I am trying to fetch data from a database but it seems not to work.
This is the code:
// Check if date already exists in the database
$searchQuery = "SELECT * from services WHERE 'date' = '".$newDate."'";
// echo $searchQuery;
$search = mysql_query($searchQuery);
$row = mysql_fetch_array($search);
echo $row['date'];
When I echo the $searchQuery to check the syntax it is correct. I have copied and pasted it into phpMyadmin and run the query there and the result is found. However, for some reason it will not display on the web page. I don’t know if this matters but when I run the query in phpMyAdmin - It says “Showing rows 0 - 0 ( 1 total, Query took 0.0007 sec)” - Does this matter?
I need to know where in that code I use mysql_real_escape_string to make sure special characters entered into the form are escaped.
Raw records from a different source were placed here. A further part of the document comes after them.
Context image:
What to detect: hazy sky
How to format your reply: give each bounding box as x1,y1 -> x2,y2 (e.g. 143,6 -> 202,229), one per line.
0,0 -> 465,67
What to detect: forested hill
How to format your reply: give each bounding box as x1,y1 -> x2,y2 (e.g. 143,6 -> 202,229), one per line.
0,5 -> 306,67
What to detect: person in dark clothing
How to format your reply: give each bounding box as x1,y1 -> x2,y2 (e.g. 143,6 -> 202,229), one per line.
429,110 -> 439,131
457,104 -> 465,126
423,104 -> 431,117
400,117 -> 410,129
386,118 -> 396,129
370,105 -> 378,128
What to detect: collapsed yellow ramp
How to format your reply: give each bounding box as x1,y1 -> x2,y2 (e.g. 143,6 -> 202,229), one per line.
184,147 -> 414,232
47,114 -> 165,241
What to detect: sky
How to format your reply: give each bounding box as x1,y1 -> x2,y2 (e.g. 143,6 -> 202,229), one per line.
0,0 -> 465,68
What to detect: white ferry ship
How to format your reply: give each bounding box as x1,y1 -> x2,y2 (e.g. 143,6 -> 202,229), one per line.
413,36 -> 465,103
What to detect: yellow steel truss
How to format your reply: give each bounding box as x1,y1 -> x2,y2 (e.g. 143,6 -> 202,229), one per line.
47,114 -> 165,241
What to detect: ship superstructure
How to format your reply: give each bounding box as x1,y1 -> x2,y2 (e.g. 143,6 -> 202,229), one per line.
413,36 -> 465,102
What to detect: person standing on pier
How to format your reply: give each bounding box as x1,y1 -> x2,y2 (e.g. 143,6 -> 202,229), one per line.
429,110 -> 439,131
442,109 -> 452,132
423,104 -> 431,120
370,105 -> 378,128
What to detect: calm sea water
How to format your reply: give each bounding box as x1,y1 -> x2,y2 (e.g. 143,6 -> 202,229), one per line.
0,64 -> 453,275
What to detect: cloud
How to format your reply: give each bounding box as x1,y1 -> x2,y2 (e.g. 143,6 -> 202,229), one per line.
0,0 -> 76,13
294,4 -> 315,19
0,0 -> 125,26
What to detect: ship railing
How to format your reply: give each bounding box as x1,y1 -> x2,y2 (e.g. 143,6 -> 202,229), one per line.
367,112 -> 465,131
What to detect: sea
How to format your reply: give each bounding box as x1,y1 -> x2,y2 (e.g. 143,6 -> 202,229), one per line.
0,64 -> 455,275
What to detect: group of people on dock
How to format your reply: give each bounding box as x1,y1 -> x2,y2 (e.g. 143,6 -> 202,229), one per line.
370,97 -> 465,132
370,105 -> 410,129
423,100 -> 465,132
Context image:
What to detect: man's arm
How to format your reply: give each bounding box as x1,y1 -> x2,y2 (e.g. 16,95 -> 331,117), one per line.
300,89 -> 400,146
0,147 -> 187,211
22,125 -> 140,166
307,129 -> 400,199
When somebody enters something like “Let’s see if this works” the query fails because it isn’t escaped. I know I need to mysql_real_escape_string the values but I don’t know where to put it.
mysql_real_escape_string may be used around any string (or variable) once the database connection has been established; however, the mysql_ library in PHP is being deprecated, and it is strongly advised you switch to mysqli_ or PDO, and in doing so, also change your query formation to use prepared statements; this will eliminate the need for escaping strings, as well as make your code more secure.